By Zohra Bensemra and Joseph Campbell

BORODYANKA, Ukraine (Reuters) – After surviving World War Two and the fall of the Soviet Union, among other seismic events, Zinaida Makishaiva now has her chickens to thank for getting through her most recent ordeal – the brief but brutal occupation of her town by Russian troops.

The 82-year-old was not too shaken when Russian tanks first showed up in early March in Borodyanka, northwest of the Ukrainian capital Kyiv, but then Grad missiles smashed into her home, destroying her chicken coop.

A neighbour next door was killed by shelling. And then Russian troops began to visit every day.

Her daily routines, established since early childhood when she started “rural work”, were soon punctured by shelling and missile attacks.

“Scared doesn’t fully describe how I felt. I felt dead, senseless… I didn’t have time to bring logs because of the shelling, small and big. That’s how they destroyed all those houses… What I know is: one missile – no house,” said Makishaiva, who spent much of her life in Ukraine’s Black Sea port city of Odesa.

“The doors were blown out. I took the chickens in because I needed something to eat. I didn’t have anything to eat except for potatoes, just that. There is no water, no gas, nothing.”
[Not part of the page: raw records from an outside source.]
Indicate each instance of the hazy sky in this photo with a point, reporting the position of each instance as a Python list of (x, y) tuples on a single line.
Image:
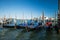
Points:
[(18, 7)]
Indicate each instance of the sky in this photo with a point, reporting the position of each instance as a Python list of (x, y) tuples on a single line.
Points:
[(24, 8)]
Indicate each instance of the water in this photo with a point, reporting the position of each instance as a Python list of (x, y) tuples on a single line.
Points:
[(22, 34)]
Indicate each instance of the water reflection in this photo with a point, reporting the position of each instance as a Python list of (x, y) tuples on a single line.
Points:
[(22, 34)]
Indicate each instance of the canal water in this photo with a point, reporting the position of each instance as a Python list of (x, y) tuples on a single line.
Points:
[(22, 34)]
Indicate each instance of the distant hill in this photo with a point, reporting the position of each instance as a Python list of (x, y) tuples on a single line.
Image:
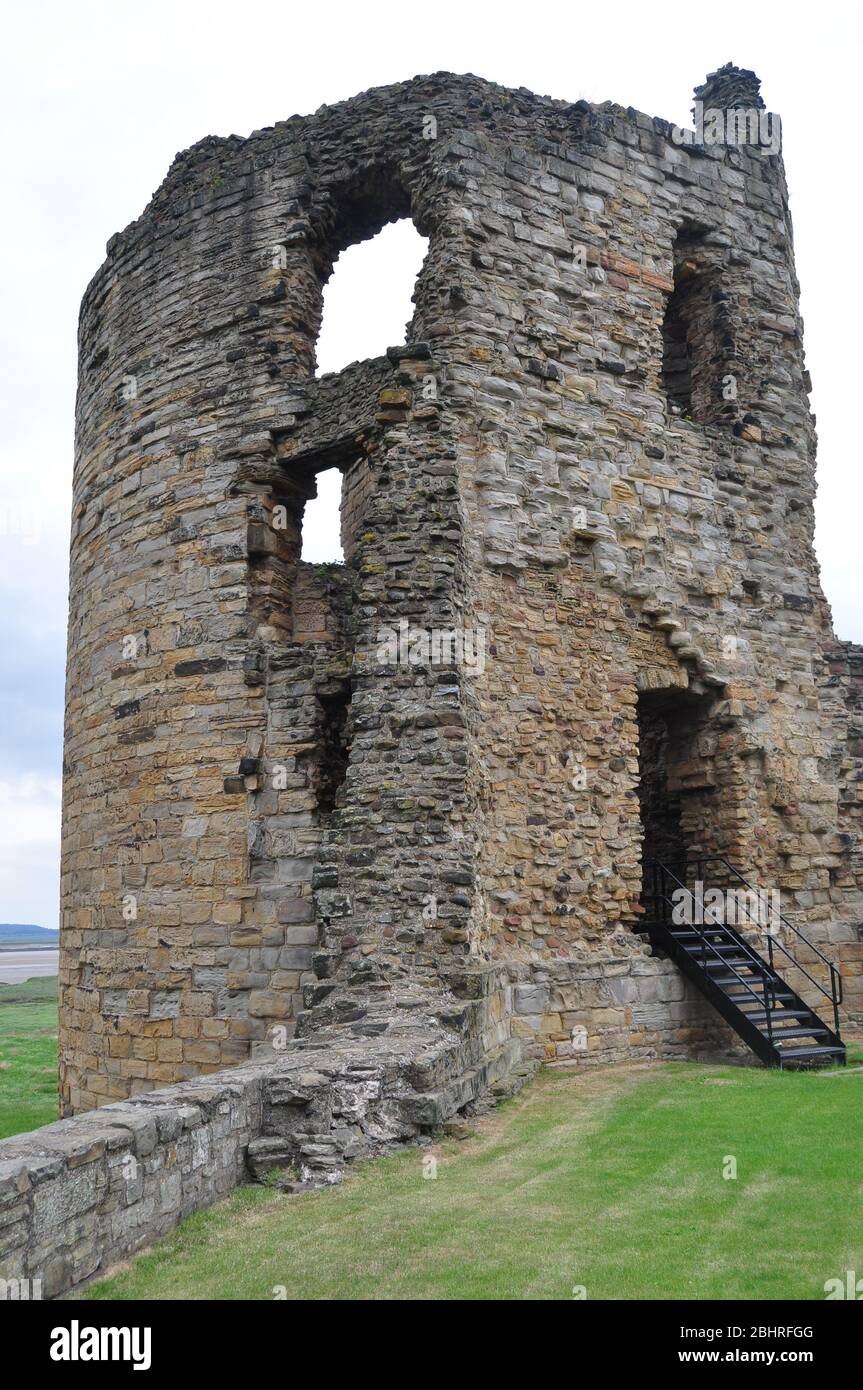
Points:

The Russian troops came in three waves, she said, the first being the most violent. One day several soldiers entered her house, demanding that she stay in the cellar.
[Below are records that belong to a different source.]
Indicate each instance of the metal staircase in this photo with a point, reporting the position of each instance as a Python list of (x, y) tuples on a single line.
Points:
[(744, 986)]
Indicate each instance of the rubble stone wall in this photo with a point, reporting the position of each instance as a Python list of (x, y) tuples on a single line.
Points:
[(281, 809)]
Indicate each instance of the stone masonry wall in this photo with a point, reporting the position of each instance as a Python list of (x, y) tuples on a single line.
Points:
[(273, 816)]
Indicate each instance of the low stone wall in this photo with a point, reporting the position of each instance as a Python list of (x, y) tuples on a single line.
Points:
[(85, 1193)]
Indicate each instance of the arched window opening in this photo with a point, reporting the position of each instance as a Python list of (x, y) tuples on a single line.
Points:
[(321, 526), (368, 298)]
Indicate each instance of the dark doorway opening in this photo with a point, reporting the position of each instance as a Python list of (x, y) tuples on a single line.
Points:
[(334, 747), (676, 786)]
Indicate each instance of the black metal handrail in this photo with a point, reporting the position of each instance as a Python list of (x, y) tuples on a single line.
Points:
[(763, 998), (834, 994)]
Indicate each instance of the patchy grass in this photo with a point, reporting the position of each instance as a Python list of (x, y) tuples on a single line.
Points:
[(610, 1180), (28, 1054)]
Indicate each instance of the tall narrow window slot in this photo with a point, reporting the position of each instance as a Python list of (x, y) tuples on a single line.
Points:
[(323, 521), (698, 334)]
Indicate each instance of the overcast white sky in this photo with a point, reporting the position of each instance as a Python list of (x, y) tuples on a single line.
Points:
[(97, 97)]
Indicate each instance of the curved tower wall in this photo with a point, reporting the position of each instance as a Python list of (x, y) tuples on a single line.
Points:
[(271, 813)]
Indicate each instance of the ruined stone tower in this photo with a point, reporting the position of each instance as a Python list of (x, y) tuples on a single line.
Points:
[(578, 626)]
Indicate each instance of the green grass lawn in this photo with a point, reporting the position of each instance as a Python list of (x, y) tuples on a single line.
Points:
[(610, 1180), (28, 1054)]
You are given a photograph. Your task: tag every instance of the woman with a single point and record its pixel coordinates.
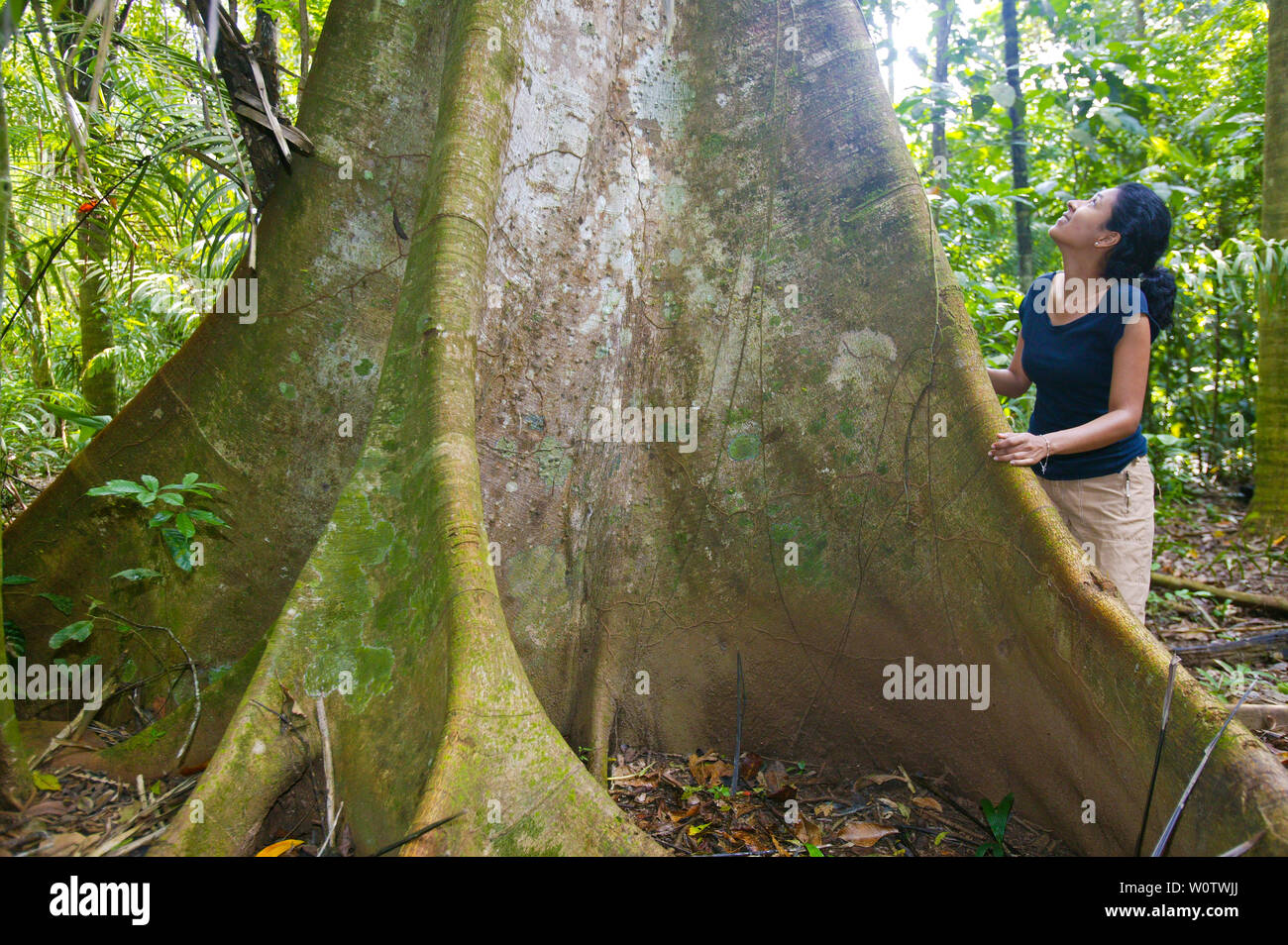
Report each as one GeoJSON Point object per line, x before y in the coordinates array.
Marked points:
{"type": "Point", "coordinates": [1086, 347]}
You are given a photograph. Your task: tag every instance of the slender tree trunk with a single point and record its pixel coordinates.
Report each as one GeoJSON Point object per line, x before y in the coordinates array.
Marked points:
{"type": "Point", "coordinates": [98, 380]}
{"type": "Point", "coordinates": [14, 772]}
{"type": "Point", "coordinates": [938, 130]}
{"type": "Point", "coordinates": [42, 372]}
{"type": "Point", "coordinates": [1019, 147]}
{"type": "Point", "coordinates": [1269, 509]}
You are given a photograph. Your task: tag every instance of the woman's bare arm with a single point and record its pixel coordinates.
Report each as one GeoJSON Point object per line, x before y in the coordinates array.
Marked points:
{"type": "Point", "coordinates": [1012, 381]}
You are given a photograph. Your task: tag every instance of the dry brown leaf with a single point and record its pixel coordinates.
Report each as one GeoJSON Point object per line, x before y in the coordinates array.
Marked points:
{"type": "Point", "coordinates": [863, 833]}
{"type": "Point", "coordinates": [776, 777]}
{"type": "Point", "coordinates": [46, 808]}
{"type": "Point", "coordinates": [807, 832]}
{"type": "Point", "coordinates": [876, 779]}
{"type": "Point", "coordinates": [282, 846]}
{"type": "Point", "coordinates": [62, 845]}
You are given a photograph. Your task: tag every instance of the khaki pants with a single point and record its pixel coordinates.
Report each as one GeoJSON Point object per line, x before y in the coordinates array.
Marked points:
{"type": "Point", "coordinates": [1113, 519]}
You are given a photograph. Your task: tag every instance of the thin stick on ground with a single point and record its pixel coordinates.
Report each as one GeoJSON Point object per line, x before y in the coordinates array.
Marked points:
{"type": "Point", "coordinates": [1158, 752]}
{"type": "Point", "coordinates": [1194, 778]}
{"type": "Point", "coordinates": [327, 769]}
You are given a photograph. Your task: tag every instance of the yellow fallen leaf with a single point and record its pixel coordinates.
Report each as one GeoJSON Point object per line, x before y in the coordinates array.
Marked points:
{"type": "Point", "coordinates": [279, 847]}
{"type": "Point", "coordinates": [46, 782]}
{"type": "Point", "coordinates": [864, 834]}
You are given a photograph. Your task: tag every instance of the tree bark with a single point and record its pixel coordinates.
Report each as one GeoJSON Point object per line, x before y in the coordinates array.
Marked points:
{"type": "Point", "coordinates": [1269, 509]}
{"type": "Point", "coordinates": [274, 408]}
“‘Get in the cellar, you old bitch!’ (the Russian troops said). I told them: ‘Kill me, but I won’t go’,” said Makishaiva.

EGGS

During the days of occupation, Makishaiva braved crossfire to fetch pails of water from a nearby well.
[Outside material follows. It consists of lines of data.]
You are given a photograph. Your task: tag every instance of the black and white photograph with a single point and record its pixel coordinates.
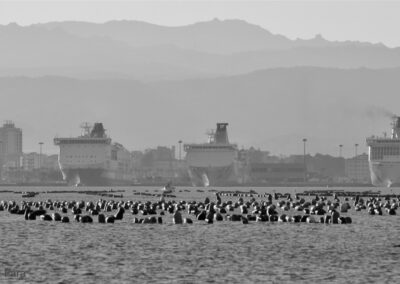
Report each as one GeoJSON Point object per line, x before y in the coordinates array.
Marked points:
{"type": "Point", "coordinates": [199, 141]}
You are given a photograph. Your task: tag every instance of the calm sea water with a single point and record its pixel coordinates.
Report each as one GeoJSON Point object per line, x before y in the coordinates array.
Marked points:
{"type": "Point", "coordinates": [224, 252]}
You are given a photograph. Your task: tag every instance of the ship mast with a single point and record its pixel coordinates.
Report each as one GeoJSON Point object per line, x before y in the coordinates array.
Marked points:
{"type": "Point", "coordinates": [86, 127]}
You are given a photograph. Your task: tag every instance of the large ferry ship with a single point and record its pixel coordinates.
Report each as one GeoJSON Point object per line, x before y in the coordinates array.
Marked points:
{"type": "Point", "coordinates": [384, 157]}
{"type": "Point", "coordinates": [212, 163]}
{"type": "Point", "coordinates": [93, 160]}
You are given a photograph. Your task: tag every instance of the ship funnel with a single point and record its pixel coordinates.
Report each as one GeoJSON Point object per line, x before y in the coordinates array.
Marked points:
{"type": "Point", "coordinates": [396, 127]}
{"type": "Point", "coordinates": [98, 131]}
{"type": "Point", "coordinates": [221, 134]}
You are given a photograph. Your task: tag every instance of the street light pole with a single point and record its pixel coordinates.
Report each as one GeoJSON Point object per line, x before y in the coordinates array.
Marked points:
{"type": "Point", "coordinates": [40, 154]}
{"type": "Point", "coordinates": [304, 159]}
{"type": "Point", "coordinates": [356, 161]}
{"type": "Point", "coordinates": [180, 149]}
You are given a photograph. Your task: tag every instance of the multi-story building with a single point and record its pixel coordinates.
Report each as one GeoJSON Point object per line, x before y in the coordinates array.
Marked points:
{"type": "Point", "coordinates": [357, 169]}
{"type": "Point", "coordinates": [10, 146]}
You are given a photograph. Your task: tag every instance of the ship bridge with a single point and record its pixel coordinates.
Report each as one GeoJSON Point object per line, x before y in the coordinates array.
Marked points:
{"type": "Point", "coordinates": [81, 140]}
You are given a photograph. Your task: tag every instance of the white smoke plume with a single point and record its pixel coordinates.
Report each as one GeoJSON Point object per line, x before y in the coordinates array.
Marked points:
{"type": "Point", "coordinates": [374, 112]}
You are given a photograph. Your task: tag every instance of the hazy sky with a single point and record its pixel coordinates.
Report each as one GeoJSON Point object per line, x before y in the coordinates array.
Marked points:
{"type": "Point", "coordinates": [374, 21]}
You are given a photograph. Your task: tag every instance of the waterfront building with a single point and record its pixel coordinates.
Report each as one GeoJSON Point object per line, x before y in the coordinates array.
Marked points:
{"type": "Point", "coordinates": [357, 169]}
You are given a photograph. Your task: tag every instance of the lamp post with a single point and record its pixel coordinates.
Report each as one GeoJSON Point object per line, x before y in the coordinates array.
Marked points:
{"type": "Point", "coordinates": [304, 159]}
{"type": "Point", "coordinates": [40, 154]}
{"type": "Point", "coordinates": [180, 149]}
{"type": "Point", "coordinates": [356, 161]}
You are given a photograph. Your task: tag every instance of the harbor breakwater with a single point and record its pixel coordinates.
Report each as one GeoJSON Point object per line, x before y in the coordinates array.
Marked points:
{"type": "Point", "coordinates": [256, 250]}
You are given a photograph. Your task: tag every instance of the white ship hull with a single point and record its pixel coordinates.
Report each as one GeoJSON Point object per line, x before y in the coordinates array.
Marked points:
{"type": "Point", "coordinates": [213, 176]}
{"type": "Point", "coordinates": [385, 173]}
{"type": "Point", "coordinates": [92, 160]}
When food was scarce, she still had the eggs laid by her own chickens. Her family was far away, as her one son and three grandchildren live in different parts of the country.

Since Borodyanka was retaken by Ukrainian forces over a week ago, Makishaiva, who used to love dancing the waltz when she was younger, walks more than three hours a day, past shattered buildings and wrecked Russian tanks, to collect whatever food aid is available at the town’s community centre or church.

Thirty days of sleepless nights are now a thing of the past, with the help of the herb valerian.

“It’s calmer now, we have radio again. There was nothing for a month, I felt deaf, no conversations, except with my dogs and cat,” she said.

“Now when the radio says it’s midnight, I take some valerian and sleep soundly until 5. The dreams are better now, more happiness. Because it was so bad before, so many people died. It was frightening.”

“What God decides will happen. I’ve been through two wars and now this. I pray that this has passed and the fighting won’t come back again,” Makishaiva said.

Russia sent tens of thousands of troops into Ukraine on Feb. 24 in what it called “a special operation” to demilitarise and “denazify” its southern neighbour.

Kyiv and its Western backers say this is a pretext for an act of unprovoked aggression. Ukrainian forces have mounted stiff resistance to the invasion and the West has imposed sweeping economic sanctions on Russia.